The fact that a vegetable can be thought of as 'cool' is probably a rather concerning sign of the times, but if it helps you get your five-a-day, who's complaining?
In the battle for superfood of the moment, kale has been king pin for a while now, but this trendy green might be about to be hit off its perch by a bulbous cabbage.

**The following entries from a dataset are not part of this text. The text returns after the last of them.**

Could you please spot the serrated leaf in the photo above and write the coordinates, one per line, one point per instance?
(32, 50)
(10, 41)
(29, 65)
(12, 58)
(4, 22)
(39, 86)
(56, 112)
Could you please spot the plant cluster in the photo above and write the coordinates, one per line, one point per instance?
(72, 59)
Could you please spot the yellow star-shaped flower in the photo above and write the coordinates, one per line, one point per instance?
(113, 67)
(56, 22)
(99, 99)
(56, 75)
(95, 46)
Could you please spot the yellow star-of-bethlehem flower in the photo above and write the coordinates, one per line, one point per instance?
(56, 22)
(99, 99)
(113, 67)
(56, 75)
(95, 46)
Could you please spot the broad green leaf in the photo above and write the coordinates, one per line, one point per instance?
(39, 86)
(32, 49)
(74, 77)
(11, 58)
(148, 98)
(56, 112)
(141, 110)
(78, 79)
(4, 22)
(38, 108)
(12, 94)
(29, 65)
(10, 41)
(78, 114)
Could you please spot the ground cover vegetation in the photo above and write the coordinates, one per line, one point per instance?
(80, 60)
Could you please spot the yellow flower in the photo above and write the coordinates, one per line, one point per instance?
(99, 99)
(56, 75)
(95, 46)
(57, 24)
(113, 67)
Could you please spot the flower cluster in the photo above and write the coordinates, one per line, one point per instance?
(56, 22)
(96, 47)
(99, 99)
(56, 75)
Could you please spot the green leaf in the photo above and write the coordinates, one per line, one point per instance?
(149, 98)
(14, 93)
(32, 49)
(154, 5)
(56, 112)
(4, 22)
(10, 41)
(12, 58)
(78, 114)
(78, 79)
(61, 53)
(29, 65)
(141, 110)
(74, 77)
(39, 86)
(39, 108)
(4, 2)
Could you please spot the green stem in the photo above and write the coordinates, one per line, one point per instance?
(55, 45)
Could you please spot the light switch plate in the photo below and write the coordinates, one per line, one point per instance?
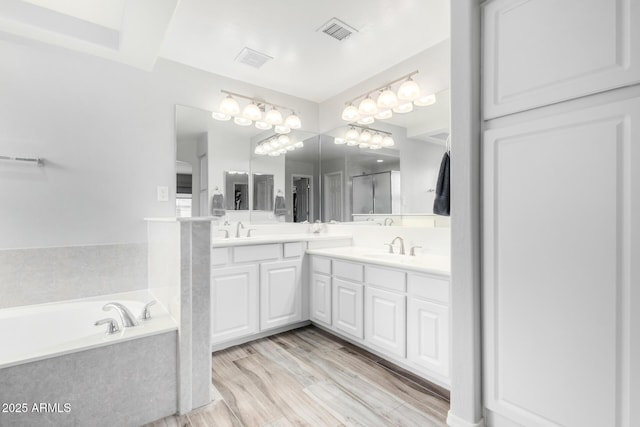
(163, 193)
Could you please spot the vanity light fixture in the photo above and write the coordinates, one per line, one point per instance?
(264, 114)
(369, 108)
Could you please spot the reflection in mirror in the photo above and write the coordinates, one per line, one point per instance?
(237, 190)
(262, 192)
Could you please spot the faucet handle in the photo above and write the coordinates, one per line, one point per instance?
(112, 327)
(146, 311)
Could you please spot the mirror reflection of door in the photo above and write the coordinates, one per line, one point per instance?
(301, 205)
(333, 196)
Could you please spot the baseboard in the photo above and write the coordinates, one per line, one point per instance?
(455, 421)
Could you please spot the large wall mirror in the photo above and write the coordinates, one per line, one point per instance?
(323, 178)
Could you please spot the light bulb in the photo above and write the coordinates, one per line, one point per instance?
(409, 90)
(407, 107)
(388, 141)
(368, 106)
(350, 113)
(383, 114)
(252, 112)
(425, 100)
(282, 129)
(229, 106)
(387, 99)
(365, 136)
(242, 121)
(262, 125)
(367, 120)
(352, 134)
(273, 117)
(220, 116)
(293, 121)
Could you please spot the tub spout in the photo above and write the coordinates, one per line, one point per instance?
(128, 319)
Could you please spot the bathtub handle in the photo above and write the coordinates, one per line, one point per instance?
(113, 327)
(146, 312)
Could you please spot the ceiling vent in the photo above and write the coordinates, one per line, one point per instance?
(337, 29)
(253, 57)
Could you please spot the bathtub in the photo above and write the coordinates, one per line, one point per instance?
(57, 368)
(40, 331)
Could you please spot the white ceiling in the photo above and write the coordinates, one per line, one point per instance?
(209, 34)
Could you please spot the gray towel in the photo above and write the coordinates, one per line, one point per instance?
(441, 204)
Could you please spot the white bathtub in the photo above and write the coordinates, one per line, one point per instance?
(37, 332)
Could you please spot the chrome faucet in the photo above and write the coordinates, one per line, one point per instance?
(401, 244)
(128, 319)
(238, 227)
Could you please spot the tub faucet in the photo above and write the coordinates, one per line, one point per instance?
(239, 225)
(401, 244)
(128, 319)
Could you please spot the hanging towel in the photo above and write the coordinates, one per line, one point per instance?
(217, 205)
(441, 204)
(280, 208)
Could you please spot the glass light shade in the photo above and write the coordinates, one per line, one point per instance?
(387, 99)
(407, 107)
(273, 117)
(408, 91)
(293, 121)
(425, 100)
(263, 125)
(350, 113)
(229, 106)
(284, 140)
(383, 114)
(388, 141)
(242, 121)
(352, 134)
(282, 129)
(366, 120)
(365, 136)
(220, 116)
(252, 112)
(368, 106)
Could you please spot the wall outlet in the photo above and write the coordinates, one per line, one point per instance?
(163, 193)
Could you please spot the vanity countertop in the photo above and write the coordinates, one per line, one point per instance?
(425, 263)
(276, 238)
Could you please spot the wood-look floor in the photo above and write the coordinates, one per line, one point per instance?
(307, 377)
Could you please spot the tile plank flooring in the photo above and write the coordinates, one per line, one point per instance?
(307, 377)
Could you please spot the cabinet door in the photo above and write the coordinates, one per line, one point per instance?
(234, 303)
(428, 335)
(347, 307)
(280, 293)
(321, 298)
(385, 320)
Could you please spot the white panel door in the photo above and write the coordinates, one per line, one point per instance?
(280, 293)
(428, 335)
(538, 52)
(561, 346)
(234, 303)
(385, 320)
(321, 298)
(347, 307)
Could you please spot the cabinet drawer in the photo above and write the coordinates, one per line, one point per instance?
(428, 288)
(385, 278)
(293, 249)
(321, 264)
(348, 270)
(256, 253)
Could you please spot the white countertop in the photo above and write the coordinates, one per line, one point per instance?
(423, 262)
(276, 238)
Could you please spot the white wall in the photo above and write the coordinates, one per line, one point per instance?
(107, 133)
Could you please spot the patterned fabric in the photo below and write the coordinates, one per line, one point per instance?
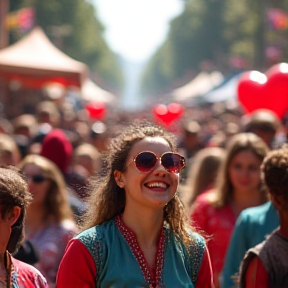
(22, 275)
(51, 243)
(116, 252)
(217, 223)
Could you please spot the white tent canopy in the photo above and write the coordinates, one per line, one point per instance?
(200, 85)
(93, 93)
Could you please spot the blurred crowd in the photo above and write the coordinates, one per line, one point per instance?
(60, 150)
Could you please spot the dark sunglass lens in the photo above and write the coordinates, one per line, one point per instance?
(173, 162)
(38, 178)
(145, 161)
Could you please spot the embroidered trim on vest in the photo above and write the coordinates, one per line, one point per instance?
(154, 279)
(196, 253)
(92, 240)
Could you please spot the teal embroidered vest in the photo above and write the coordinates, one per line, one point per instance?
(117, 266)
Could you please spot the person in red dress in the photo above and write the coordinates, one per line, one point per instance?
(14, 198)
(238, 186)
(136, 232)
(265, 265)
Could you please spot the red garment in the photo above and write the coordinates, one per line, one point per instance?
(256, 275)
(77, 255)
(217, 223)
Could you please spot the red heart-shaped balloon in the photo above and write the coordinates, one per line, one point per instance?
(96, 110)
(265, 91)
(168, 114)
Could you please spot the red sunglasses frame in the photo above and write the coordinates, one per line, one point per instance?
(181, 158)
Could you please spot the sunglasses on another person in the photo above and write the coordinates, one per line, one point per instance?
(38, 178)
(172, 162)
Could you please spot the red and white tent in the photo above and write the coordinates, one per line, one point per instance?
(34, 61)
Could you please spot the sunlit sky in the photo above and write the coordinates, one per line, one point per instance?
(135, 28)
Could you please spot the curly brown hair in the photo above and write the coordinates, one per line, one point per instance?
(14, 192)
(107, 199)
(275, 173)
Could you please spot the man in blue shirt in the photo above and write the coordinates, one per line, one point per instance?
(252, 225)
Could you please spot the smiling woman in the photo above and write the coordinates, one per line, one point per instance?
(135, 217)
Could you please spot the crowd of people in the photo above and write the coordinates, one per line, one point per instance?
(127, 202)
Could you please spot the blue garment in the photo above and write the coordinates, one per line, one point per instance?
(252, 225)
(117, 267)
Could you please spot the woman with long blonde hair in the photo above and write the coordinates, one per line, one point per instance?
(136, 233)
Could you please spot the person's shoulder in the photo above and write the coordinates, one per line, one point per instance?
(196, 239)
(31, 272)
(96, 232)
(253, 213)
(204, 201)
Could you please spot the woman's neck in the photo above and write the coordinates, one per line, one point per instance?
(146, 224)
(241, 200)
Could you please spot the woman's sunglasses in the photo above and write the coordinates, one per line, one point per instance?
(37, 178)
(172, 162)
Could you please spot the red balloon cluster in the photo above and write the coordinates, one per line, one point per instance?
(96, 110)
(265, 91)
(167, 114)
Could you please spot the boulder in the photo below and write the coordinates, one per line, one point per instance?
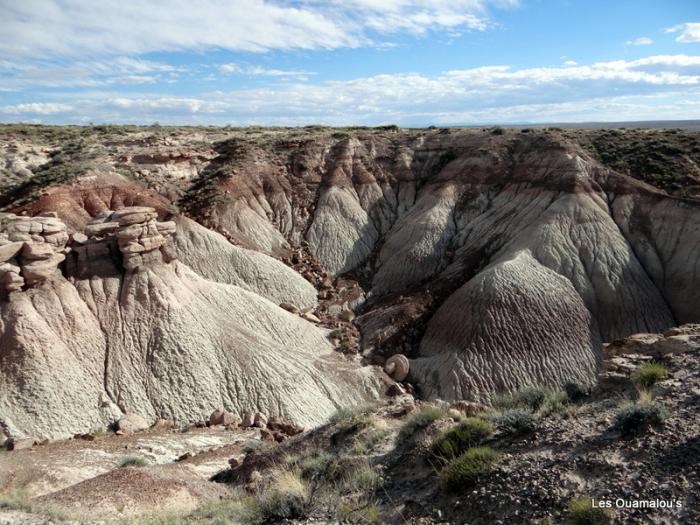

The vaguely ugly kohlrabi might not be an obvious choice for the next 'it' vegetable, but this alien-esque bulb is a nutritional juggernaut. A mix between a broccoli and a cabbage, kohlrabi has a mild and sweet flavour that sits somewhere between a waterchestnut and a turnip — making it ideal for roasting, or blanching and serving in winter salads.
The harder to find purple kohlrabi variety contains anthocyanin, a powerful antioxidant. But both green and purple kohlrabi are packed full of potassium, fibre, and vitamin C, and folate.
The kohlrabi is also anti-inflammatory and anti-viral. Let's see kale do that.
How to cook it
Choose a medium sized kohlrabi that's heavy for its size. Go too big and you risk your kohlrabi being too old and tough.
To prepare your kohlrabi you need to peel it like an apple. Beneath the first layer of thick hard skin is another fibrous layer that needs to be removed before cooking. Keep peeling until you hit the lighter layer of crisp kohlrabi flesh.
The leaves, though sparse, can be eaten, and should be cooked like cabbage or kale.
Want to get creative with the new superfood du jour (and impress your friends with your obscure vegetable knowledge)? Try your hand at this delish' kohlrabi chips recipe.
Kohlrabi Chips recipe
500 grams to 1kg of kohlrabi
1 tablespoon of semolina or rice flour
4 tablespoons of olive oil or light oil
Seasoning of your choice (we recommend turmeric, chilli powder, and paprika)
Salt to taste
Peel the kohlrabi well (see above!) and cut into thick chips.
Using a heavy-based pan, heat the oil to a medium heat
Place the flour in a medium bowl, add salt to taste and gently toss the Kohlrabi sticks in the flour until lightly coated
Wait until the oil is visibly heated (the surface should be rippling), then gently add the kohlrabi sticks in small batches, making sure not to crowd the pan.
Cook on each side until brown (should take up to 3 minutes), turning carefully with tongs.
Place to drain on paper towel, then sprinkle immediately with seasoning. Enjoy your kohlrabi chips hot.